CMV related uncontrolled glaucoma in an immunocompetent pt
Cytomegalovirus can cause ocular anterior uveitis with ocular hypertension. Basis on the therapy, ocular pressure usually can be controlled. Published in the journal BMC Ophthalmology, the authors report a case of a man who had unilateral cytomegalovirus anterior uveitis with refractory glaucoma during the process of treatment.

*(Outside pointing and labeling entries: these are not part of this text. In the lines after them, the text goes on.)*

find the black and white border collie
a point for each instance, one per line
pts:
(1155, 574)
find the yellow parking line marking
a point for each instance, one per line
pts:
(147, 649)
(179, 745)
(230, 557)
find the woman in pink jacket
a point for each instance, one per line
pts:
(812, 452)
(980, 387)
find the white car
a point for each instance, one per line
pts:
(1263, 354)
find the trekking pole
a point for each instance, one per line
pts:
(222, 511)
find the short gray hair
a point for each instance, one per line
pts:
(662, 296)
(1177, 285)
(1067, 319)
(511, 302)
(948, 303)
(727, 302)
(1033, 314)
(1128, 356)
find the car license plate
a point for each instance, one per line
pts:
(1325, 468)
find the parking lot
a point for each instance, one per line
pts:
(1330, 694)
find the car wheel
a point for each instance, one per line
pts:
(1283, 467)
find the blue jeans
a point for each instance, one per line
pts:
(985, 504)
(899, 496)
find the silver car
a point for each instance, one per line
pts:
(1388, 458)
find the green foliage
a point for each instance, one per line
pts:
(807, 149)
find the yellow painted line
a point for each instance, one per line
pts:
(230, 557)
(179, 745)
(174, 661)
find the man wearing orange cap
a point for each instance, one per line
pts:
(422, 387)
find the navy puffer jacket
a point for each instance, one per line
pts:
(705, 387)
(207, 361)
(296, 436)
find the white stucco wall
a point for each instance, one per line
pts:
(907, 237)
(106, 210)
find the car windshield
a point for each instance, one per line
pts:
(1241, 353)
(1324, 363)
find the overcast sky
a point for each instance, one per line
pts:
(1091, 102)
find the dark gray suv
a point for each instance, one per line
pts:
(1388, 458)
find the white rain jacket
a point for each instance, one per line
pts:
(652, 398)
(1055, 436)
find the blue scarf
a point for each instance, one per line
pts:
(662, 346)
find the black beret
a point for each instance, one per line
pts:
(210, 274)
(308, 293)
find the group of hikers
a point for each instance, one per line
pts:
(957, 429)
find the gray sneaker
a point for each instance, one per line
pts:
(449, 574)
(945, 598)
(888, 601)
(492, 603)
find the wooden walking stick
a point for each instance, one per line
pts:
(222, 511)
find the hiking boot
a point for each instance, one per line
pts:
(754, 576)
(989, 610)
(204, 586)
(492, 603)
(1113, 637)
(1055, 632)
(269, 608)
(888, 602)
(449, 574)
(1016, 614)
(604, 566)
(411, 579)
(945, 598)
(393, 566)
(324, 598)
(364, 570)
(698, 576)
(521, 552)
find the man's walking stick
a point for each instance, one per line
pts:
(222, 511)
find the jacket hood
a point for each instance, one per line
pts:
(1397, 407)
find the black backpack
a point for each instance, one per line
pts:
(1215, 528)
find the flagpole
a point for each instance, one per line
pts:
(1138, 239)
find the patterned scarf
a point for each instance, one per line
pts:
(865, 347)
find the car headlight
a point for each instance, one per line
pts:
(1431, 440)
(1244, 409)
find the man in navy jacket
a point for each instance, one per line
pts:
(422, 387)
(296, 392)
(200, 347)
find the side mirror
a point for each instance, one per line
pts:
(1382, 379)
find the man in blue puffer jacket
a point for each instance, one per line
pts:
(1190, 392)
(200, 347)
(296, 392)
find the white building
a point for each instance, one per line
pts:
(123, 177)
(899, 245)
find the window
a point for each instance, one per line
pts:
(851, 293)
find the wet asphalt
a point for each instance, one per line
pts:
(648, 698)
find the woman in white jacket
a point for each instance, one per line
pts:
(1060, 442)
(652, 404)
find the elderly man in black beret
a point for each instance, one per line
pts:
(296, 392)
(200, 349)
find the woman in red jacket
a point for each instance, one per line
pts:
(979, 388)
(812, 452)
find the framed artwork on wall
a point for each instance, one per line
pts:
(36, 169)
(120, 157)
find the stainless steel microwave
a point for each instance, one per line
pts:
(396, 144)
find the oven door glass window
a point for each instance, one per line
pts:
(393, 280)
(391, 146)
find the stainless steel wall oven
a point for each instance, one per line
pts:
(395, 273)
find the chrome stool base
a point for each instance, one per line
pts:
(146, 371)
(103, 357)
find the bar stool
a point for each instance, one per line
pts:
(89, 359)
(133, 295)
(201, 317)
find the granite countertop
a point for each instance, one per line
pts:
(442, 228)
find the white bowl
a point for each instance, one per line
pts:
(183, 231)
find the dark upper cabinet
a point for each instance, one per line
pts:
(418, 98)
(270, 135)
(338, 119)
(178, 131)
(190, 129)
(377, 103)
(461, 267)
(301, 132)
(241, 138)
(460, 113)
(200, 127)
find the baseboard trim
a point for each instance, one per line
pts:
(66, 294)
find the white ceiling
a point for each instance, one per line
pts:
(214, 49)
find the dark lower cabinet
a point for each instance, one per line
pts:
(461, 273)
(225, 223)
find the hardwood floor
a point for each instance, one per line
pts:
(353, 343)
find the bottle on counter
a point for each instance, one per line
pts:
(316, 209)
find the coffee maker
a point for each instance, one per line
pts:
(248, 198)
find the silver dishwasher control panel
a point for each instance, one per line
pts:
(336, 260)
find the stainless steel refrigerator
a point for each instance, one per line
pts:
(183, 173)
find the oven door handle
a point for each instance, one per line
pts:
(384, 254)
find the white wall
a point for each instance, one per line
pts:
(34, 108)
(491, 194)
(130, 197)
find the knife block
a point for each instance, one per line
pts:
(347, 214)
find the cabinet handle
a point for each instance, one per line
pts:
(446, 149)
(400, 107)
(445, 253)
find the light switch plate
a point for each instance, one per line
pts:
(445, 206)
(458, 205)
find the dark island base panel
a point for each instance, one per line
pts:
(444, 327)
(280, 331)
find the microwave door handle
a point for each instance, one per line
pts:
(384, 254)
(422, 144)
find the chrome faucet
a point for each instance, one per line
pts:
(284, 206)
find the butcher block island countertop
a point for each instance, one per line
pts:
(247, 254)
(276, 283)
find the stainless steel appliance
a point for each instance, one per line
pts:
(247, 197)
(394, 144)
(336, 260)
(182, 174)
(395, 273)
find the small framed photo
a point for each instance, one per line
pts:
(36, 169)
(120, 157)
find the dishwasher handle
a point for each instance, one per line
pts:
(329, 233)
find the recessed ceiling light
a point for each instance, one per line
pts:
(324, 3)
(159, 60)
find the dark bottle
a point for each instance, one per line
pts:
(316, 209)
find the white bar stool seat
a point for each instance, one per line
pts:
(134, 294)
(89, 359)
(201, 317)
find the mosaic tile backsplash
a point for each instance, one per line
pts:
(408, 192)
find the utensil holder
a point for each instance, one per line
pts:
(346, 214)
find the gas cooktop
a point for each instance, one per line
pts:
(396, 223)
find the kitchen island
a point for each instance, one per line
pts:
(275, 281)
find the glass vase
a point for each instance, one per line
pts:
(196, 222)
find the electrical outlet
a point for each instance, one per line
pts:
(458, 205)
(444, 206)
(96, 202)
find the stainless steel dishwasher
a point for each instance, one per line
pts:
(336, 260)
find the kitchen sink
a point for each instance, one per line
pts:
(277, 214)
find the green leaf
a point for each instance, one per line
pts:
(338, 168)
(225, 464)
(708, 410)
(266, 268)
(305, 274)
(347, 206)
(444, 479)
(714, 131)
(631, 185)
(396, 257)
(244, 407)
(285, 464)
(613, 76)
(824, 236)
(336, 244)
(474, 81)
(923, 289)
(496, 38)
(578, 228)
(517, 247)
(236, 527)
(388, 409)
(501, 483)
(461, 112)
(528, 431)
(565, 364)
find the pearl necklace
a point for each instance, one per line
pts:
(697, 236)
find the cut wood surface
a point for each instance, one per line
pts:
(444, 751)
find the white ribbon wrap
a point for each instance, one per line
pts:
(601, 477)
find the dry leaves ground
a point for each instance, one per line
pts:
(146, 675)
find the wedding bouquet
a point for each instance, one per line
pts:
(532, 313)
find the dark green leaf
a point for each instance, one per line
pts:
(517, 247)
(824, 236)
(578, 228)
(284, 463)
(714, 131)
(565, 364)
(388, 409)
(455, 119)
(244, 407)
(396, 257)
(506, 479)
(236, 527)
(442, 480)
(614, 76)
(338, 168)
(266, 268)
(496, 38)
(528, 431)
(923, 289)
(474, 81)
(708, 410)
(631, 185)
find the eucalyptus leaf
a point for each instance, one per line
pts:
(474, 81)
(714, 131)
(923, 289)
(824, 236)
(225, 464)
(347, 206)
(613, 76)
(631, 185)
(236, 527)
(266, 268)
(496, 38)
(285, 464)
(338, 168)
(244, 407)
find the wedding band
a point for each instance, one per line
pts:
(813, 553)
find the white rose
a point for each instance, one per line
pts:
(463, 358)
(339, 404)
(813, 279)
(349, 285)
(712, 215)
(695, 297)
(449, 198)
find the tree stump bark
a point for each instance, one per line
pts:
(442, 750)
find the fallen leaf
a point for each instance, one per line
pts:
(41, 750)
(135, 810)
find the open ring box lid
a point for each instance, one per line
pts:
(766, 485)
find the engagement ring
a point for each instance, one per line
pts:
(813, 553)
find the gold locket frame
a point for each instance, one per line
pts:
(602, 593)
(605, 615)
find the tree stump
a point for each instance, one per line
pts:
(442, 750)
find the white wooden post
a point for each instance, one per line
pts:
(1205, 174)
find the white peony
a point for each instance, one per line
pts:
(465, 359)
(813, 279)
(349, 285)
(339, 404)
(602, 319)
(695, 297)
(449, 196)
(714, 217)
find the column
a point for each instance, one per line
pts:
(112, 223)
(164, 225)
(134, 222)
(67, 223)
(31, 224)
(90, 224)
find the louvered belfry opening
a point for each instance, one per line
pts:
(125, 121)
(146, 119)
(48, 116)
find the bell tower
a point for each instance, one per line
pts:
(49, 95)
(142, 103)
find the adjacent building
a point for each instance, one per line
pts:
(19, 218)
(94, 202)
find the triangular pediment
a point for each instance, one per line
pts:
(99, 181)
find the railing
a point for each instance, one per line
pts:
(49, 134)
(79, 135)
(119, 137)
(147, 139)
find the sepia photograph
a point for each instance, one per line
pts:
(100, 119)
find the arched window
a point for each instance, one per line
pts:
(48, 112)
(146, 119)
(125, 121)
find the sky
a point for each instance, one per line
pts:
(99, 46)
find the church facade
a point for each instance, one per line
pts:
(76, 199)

A 57-year-old man who was diagnosed Posner–Schlossman syndrome and was admitted for repeatly attacks of raised IOP in left eye for 4 months. It was found that the cytomegalovirus -DNA was high (1800 copies/ml) in his aqueous. After systemic used of antiviral drug accompany with topical used of anti-inflammation, anti-glaucoma agents and genciclovir gel, the ocular pressure was dropped to normal.

While the pressure elevated again in a month after stopping systemic antiviral treatment. Furthermore, the second test showed cytomegalovirus in aqueous humor decreased to 526 copies/ml. Intravenous drugs to antiviral, anti-inflammatory and anti-glaucoma were applied, but the ocular pressure was still high.

In the progression of glaucomatous damage in the eye, glaucoma surgery was operated with no cytomegalovirus was detected. At last, the postoperative ocular pressure has been controlled.

Learning Points:-
• CMV infection is not rare. Patients have unilateral mild anterior inflammation with relapsed attacks of elevated intraocular pressure should be considered for CMV infection.

• It was found that concurrent use of systemic and topical ganciclovir in a short period could reduce ocular CMV significantly, while ocular hypertension recurred.

• The antiviral treatment should be individualized. Glaucoma surgery could be offered to protect CEC loss and glaucomatous damage.